The first and simplest arrangement is where the cows are placed with their heads to the wall, and a dunging passage at their tails, between the two sets. This plan dispenses with a feeding passage, but the addition of this constitutes the second arrangement, and can be easily accomplished by keeping the head of the stall away from the wall at a sufficient distance to allow of the passage being introduced, which extra space would be essential in the case of long-horned cattle. In the third arrangement the position of the cows is reversed.
They face one another across the feeding passage which runs between them, whilst there are two dunging passages, one at the rear of each set of stalls. As the size of feeding passage is greater than that of dunging passage, this arrangement offers economy of space over the previous one. Where stables are used for show purposes a feeding passage is an absolute necessity. Again, the last arrangement is economical of labour, as dunging out only takes place once a day, whilst feeding occurs several times.
However this may be, the general dimensions may be applied as follows: Standing room (including manger) 7 feet or less, according to size of cattle.

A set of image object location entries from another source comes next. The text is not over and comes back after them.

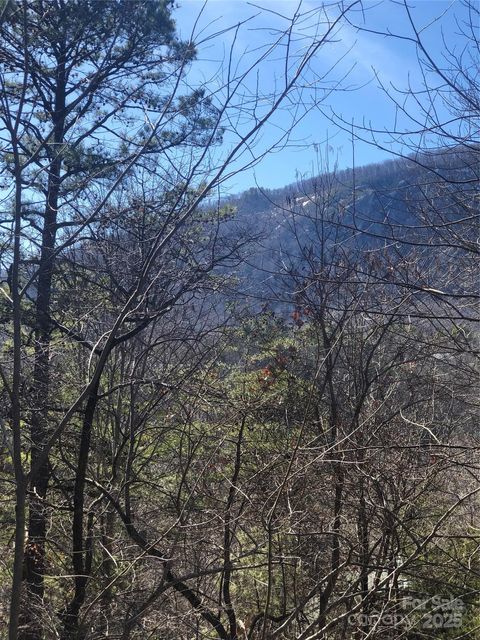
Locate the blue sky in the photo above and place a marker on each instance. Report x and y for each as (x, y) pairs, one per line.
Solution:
(365, 59)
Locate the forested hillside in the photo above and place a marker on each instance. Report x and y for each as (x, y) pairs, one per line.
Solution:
(230, 417)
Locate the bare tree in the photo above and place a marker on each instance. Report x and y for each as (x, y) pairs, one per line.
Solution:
(95, 97)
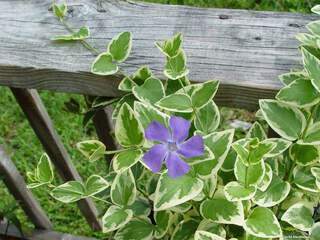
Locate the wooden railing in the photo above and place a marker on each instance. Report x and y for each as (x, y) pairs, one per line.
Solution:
(245, 50)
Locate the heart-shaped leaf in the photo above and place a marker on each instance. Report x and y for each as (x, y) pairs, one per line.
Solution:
(103, 65)
(151, 91)
(120, 46)
(115, 218)
(299, 216)
(172, 192)
(128, 129)
(263, 223)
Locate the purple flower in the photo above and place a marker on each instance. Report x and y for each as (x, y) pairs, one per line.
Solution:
(172, 146)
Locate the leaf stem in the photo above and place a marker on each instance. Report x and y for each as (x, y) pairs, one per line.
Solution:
(82, 41)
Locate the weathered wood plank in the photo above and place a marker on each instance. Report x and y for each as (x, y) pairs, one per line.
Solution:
(10, 232)
(246, 50)
(31, 104)
(18, 188)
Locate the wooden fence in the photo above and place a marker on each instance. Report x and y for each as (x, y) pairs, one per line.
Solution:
(245, 50)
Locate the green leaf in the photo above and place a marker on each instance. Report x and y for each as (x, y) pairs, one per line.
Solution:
(136, 229)
(103, 65)
(138, 78)
(299, 216)
(129, 99)
(249, 175)
(304, 179)
(126, 159)
(304, 155)
(212, 227)
(128, 129)
(312, 136)
(92, 149)
(123, 189)
(68, 192)
(264, 184)
(185, 230)
(176, 103)
(115, 218)
(316, 173)
(147, 113)
(313, 27)
(290, 77)
(207, 118)
(60, 10)
(151, 91)
(315, 231)
(44, 170)
(163, 221)
(172, 192)
(141, 207)
(307, 39)
(316, 9)
(203, 235)
(234, 191)
(81, 34)
(280, 146)
(256, 131)
(277, 191)
(225, 212)
(206, 156)
(284, 119)
(312, 66)
(219, 143)
(263, 223)
(210, 184)
(176, 66)
(171, 46)
(299, 93)
(95, 184)
(120, 46)
(204, 93)
(259, 151)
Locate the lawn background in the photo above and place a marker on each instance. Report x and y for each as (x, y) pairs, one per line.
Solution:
(25, 149)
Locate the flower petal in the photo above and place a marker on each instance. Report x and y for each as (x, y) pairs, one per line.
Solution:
(157, 132)
(194, 147)
(176, 166)
(179, 128)
(154, 157)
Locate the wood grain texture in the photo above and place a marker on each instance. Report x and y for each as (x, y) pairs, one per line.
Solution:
(11, 232)
(32, 106)
(245, 50)
(18, 188)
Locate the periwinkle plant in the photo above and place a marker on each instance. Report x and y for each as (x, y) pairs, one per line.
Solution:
(212, 186)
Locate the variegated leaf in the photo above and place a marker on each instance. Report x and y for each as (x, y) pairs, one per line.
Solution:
(225, 212)
(219, 143)
(123, 189)
(204, 93)
(299, 216)
(92, 149)
(128, 129)
(261, 222)
(176, 103)
(172, 192)
(284, 119)
(235, 191)
(276, 192)
(115, 218)
(120, 46)
(150, 92)
(126, 159)
(136, 229)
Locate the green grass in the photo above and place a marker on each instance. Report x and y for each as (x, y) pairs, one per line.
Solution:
(25, 149)
(261, 5)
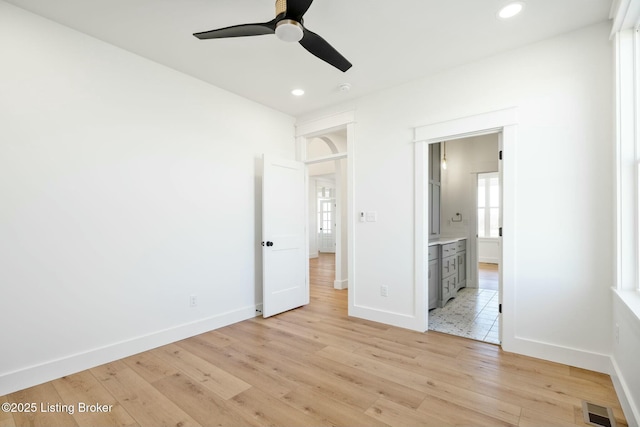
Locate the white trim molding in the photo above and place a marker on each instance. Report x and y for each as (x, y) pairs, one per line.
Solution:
(53, 369)
(503, 121)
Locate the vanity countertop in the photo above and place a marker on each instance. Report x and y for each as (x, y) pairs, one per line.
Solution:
(445, 240)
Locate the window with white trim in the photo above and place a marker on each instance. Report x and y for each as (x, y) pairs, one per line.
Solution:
(488, 204)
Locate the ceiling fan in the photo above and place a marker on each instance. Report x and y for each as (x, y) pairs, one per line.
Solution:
(287, 26)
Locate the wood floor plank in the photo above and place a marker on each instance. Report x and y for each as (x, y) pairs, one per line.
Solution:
(317, 366)
(299, 372)
(49, 408)
(239, 365)
(441, 389)
(266, 410)
(330, 411)
(206, 374)
(459, 415)
(6, 419)
(149, 366)
(205, 406)
(141, 400)
(390, 390)
(396, 415)
(84, 387)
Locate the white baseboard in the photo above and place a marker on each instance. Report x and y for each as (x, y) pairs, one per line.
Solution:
(559, 354)
(629, 407)
(28, 377)
(341, 284)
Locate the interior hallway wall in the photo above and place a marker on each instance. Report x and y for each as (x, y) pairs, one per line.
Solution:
(126, 188)
(562, 88)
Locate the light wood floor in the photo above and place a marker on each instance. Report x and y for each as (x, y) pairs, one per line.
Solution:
(315, 366)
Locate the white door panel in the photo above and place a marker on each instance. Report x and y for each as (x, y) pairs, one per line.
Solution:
(285, 284)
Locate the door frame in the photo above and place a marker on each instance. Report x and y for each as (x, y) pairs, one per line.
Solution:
(505, 124)
(315, 128)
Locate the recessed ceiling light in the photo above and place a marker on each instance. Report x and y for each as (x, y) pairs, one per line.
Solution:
(510, 10)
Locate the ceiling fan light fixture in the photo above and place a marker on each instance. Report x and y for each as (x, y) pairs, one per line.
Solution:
(289, 30)
(510, 10)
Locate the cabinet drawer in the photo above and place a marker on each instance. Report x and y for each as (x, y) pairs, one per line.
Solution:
(449, 266)
(449, 249)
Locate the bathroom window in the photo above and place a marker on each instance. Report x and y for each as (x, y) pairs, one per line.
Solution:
(488, 204)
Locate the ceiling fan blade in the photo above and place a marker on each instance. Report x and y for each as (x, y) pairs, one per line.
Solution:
(297, 8)
(243, 30)
(323, 50)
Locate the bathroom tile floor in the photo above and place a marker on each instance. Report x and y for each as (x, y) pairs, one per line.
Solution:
(473, 313)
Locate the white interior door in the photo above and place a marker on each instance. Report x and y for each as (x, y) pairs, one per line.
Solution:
(284, 279)
(326, 234)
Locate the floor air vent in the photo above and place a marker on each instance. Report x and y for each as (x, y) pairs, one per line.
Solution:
(597, 415)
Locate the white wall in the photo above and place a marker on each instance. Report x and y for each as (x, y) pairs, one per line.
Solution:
(562, 88)
(126, 187)
(626, 344)
(465, 159)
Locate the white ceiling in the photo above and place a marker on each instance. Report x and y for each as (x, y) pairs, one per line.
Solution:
(388, 42)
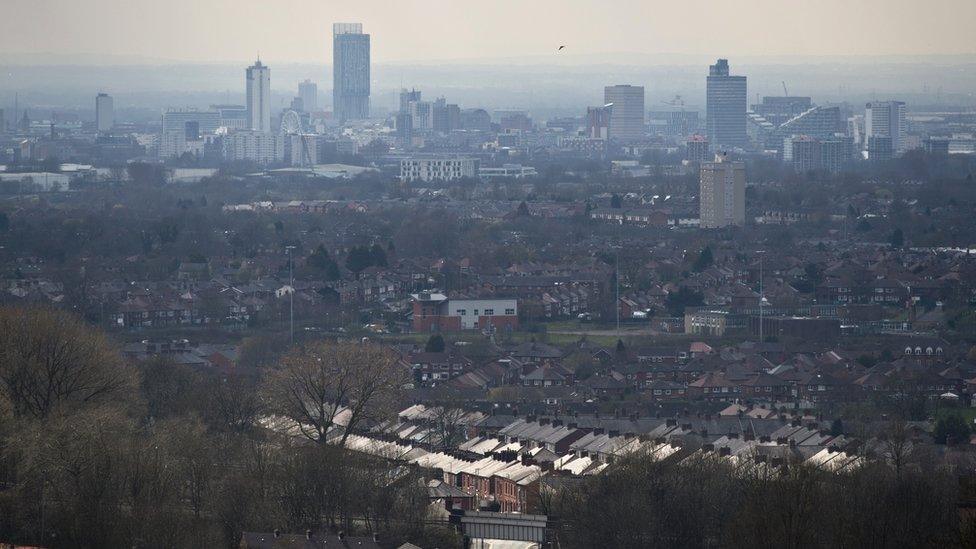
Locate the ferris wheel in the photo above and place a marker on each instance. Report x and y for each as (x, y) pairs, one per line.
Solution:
(291, 123)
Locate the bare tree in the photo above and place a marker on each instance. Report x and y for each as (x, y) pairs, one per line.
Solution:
(325, 386)
(48, 358)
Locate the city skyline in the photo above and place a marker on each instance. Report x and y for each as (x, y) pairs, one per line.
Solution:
(649, 29)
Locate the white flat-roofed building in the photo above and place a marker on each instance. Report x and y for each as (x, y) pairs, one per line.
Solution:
(39, 181)
(437, 169)
(472, 312)
(257, 146)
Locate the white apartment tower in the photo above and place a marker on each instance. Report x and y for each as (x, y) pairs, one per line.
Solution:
(886, 119)
(722, 195)
(104, 113)
(308, 92)
(626, 104)
(259, 96)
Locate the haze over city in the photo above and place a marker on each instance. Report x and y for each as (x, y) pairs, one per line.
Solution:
(435, 30)
(508, 275)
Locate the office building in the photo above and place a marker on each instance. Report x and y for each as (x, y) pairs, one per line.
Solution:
(475, 120)
(301, 149)
(422, 115)
(598, 122)
(445, 117)
(308, 92)
(184, 131)
(104, 113)
(880, 148)
(722, 200)
(816, 122)
(802, 152)
(626, 112)
(404, 127)
(698, 149)
(725, 109)
(437, 168)
(233, 117)
(258, 78)
(886, 119)
(674, 123)
(350, 72)
(407, 97)
(835, 152)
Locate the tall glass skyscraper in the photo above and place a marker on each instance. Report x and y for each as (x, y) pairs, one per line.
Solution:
(725, 108)
(258, 78)
(350, 71)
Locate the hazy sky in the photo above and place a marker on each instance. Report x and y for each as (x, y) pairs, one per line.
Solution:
(417, 30)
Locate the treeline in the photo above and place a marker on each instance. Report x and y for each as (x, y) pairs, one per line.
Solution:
(95, 452)
(702, 502)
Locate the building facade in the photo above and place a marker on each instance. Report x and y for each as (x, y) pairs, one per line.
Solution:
(433, 312)
(722, 193)
(350, 72)
(258, 77)
(725, 109)
(437, 169)
(626, 113)
(308, 92)
(886, 119)
(256, 146)
(104, 113)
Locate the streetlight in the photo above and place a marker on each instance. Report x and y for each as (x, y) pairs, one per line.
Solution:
(762, 296)
(291, 295)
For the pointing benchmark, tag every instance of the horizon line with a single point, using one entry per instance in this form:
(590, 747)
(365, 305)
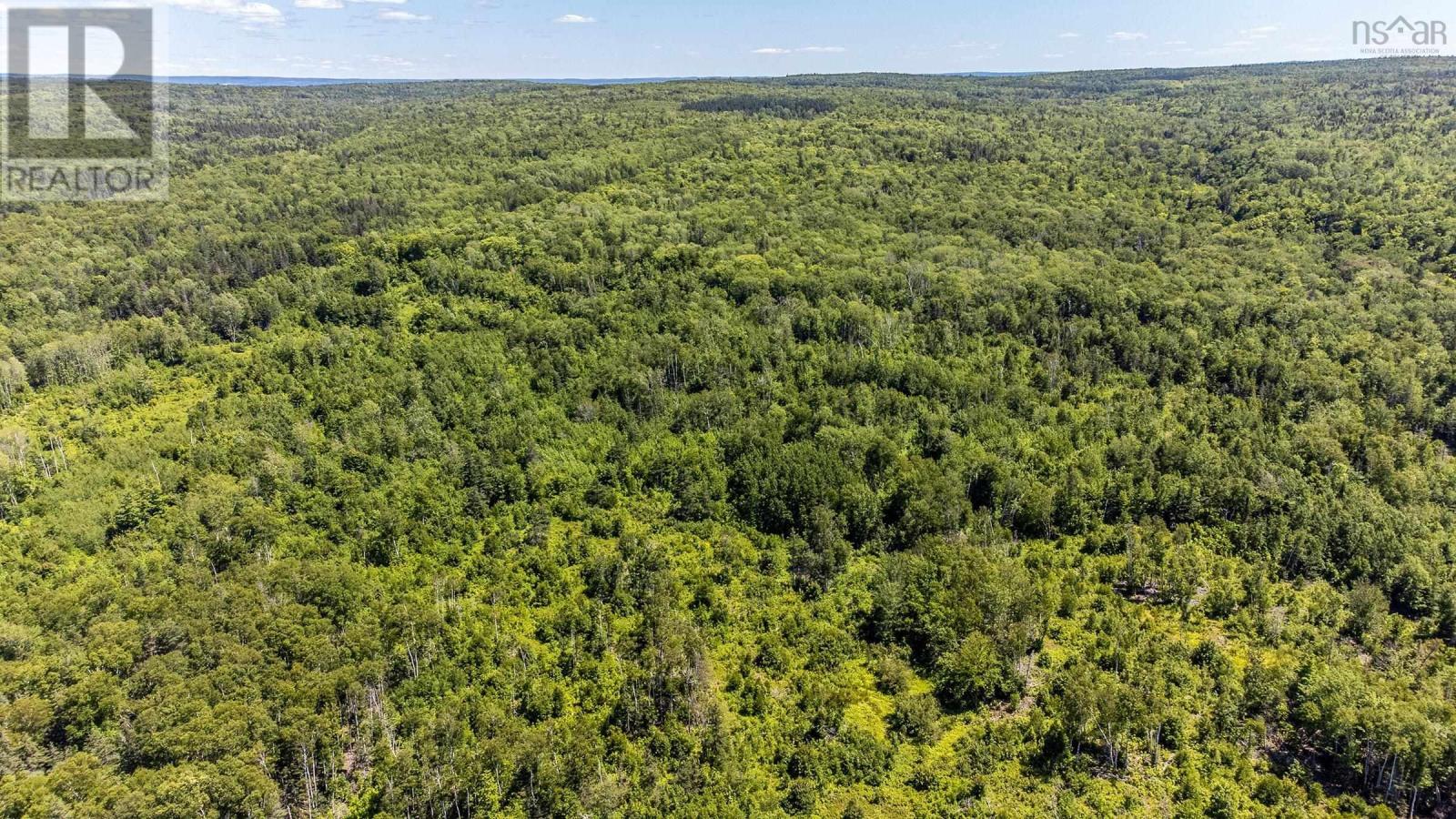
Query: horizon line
(266, 79)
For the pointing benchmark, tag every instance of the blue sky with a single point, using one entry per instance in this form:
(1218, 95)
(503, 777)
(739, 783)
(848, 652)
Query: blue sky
(638, 38)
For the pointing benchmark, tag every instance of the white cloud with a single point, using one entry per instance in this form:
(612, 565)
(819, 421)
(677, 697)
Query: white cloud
(803, 50)
(249, 12)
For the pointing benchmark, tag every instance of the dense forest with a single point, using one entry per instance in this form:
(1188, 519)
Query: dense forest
(1067, 445)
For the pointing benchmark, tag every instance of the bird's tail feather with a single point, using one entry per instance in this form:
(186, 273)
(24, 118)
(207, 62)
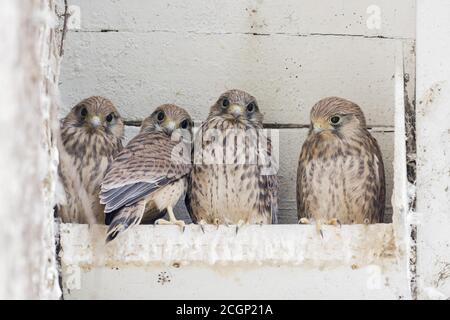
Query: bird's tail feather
(124, 219)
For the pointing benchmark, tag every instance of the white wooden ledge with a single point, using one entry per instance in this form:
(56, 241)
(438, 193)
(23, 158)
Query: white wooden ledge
(163, 262)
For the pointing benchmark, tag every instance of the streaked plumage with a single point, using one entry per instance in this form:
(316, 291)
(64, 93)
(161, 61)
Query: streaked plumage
(231, 184)
(150, 174)
(340, 173)
(91, 135)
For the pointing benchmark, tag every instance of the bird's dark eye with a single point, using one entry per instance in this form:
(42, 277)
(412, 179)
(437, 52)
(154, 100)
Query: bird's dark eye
(83, 112)
(110, 117)
(251, 107)
(225, 102)
(184, 124)
(335, 119)
(161, 116)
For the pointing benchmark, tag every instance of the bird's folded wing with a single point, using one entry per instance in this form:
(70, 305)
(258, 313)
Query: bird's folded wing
(149, 162)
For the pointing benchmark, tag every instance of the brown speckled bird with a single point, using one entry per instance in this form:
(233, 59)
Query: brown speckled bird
(91, 135)
(340, 177)
(233, 180)
(149, 176)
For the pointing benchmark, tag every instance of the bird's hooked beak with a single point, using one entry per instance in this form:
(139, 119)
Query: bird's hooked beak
(96, 121)
(235, 110)
(169, 126)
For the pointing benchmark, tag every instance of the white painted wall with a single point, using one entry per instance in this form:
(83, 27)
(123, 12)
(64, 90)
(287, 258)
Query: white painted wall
(29, 66)
(433, 148)
(288, 54)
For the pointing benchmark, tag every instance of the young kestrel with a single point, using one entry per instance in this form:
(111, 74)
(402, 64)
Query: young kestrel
(340, 177)
(232, 181)
(91, 135)
(149, 176)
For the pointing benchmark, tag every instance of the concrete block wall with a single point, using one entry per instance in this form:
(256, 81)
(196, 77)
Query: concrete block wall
(289, 55)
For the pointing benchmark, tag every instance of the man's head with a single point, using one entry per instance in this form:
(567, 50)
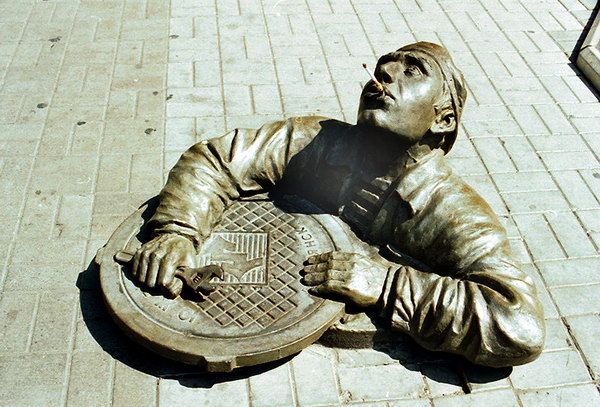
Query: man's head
(424, 95)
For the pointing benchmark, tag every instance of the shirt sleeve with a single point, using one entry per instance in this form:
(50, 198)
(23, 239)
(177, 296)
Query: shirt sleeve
(474, 300)
(212, 173)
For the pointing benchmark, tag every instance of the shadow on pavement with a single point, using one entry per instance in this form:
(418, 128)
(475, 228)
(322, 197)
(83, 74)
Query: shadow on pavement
(440, 367)
(113, 341)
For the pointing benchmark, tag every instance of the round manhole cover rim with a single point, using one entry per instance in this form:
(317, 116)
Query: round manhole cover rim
(207, 352)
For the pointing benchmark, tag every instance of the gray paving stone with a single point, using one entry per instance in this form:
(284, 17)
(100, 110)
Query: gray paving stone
(32, 379)
(586, 330)
(53, 328)
(307, 366)
(587, 394)
(198, 391)
(575, 189)
(591, 224)
(90, 379)
(551, 369)
(132, 387)
(577, 300)
(570, 271)
(497, 398)
(383, 382)
(272, 388)
(571, 234)
(17, 313)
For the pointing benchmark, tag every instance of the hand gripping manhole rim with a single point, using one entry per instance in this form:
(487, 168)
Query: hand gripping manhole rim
(222, 354)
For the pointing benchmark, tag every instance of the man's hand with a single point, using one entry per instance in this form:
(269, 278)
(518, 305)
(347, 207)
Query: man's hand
(155, 263)
(358, 278)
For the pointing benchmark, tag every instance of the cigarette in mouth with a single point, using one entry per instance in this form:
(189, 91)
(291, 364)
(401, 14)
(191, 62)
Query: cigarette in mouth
(377, 83)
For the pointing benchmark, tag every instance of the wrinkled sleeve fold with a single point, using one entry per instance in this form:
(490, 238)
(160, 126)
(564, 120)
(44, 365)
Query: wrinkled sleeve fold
(212, 173)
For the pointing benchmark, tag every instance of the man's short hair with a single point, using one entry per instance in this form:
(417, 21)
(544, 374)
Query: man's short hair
(454, 82)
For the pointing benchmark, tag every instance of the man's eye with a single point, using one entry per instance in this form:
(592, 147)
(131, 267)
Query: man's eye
(412, 70)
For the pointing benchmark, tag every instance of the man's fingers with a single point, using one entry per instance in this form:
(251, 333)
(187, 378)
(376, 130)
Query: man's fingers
(343, 256)
(143, 266)
(136, 263)
(315, 268)
(319, 258)
(329, 287)
(153, 266)
(314, 278)
(166, 270)
(174, 288)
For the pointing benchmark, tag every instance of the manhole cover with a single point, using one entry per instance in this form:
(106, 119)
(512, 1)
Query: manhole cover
(260, 312)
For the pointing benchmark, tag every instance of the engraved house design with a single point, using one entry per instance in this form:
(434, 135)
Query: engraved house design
(242, 255)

Feeding passage should be 6 feet, but is often less, though it could with advantage be increased to 8 feet. Dung channel 1 to 2 feet. Dunging passage 3 feet 6 inches to 4 feet, which is usual but rather cramped, and would be improved by making it 5 feet wide. It must be borne in mind that feeding and cleaning operations need a deal of elbow room and have often, if not always, to be performed when the cattle are indoors.
In the feeding passage are often placed a pair of tram lines, on which a truck is run for conveying the food to the various stalls; this arrangement is a valuable eoonomiser of time and labour in a large stable, more especially if the food store is at some considerable distance from the cow-house.
The dunging channel may be made circular in shape, which however is not to be recommended, as being of insufficient capacity and offering a slippery surface. The more common shape is square cornered, of from 1 to 2 feet in width, to allow of free use of shovel, and 3 to 5 inches in depth. Fig. 65 gives a shape of channel which affords greater facility of drainage for the manure liquid than does the perfectly square channel by giving a sectional slope of 1 to 2 inches.
The floor of stalls should be very slightly sloped, 1 inch being sufficient, and in some cases it is preferred to keep it level and to raise it some 4 to 5 inches above the dunging passage behind. The dunging channel or gutter is made open, and carries the fluid either to cesspit or direct to the liquid manure cistern.
As to the stalls themselves, for one cow a space of 4 feet to 4 feet 6 inches is required, and 6 feet 6 inches to 8 feet for a pair, the length of the division varying from 4 feet 6 inches to 5 feet 6 inches according to size of cow, room being left so that milking operations can be easily performed. It may here be noted that a cow, in repose, lies over on its side, and therefore requires more room than the mere width of its body.
As in the case of horse stables, wood has a great deal in its favour by reason of its economy and easy repair. Fig. 66 shows a division constructed of strong hard-wood posts, 6 by 4 inches, with ramp sloping 18 inches in its length. Between the head and intermediate post is placed the feeding manger, and the whole stall is rendered firm by a strengthening bar 3 by 4 inches fixed on the middle post, sufficiently high to allow of freedom to the cow when feeding, and at the same time preventing it from jumping over. The whole is lined on both sides with 1 1/2-inch sheeting.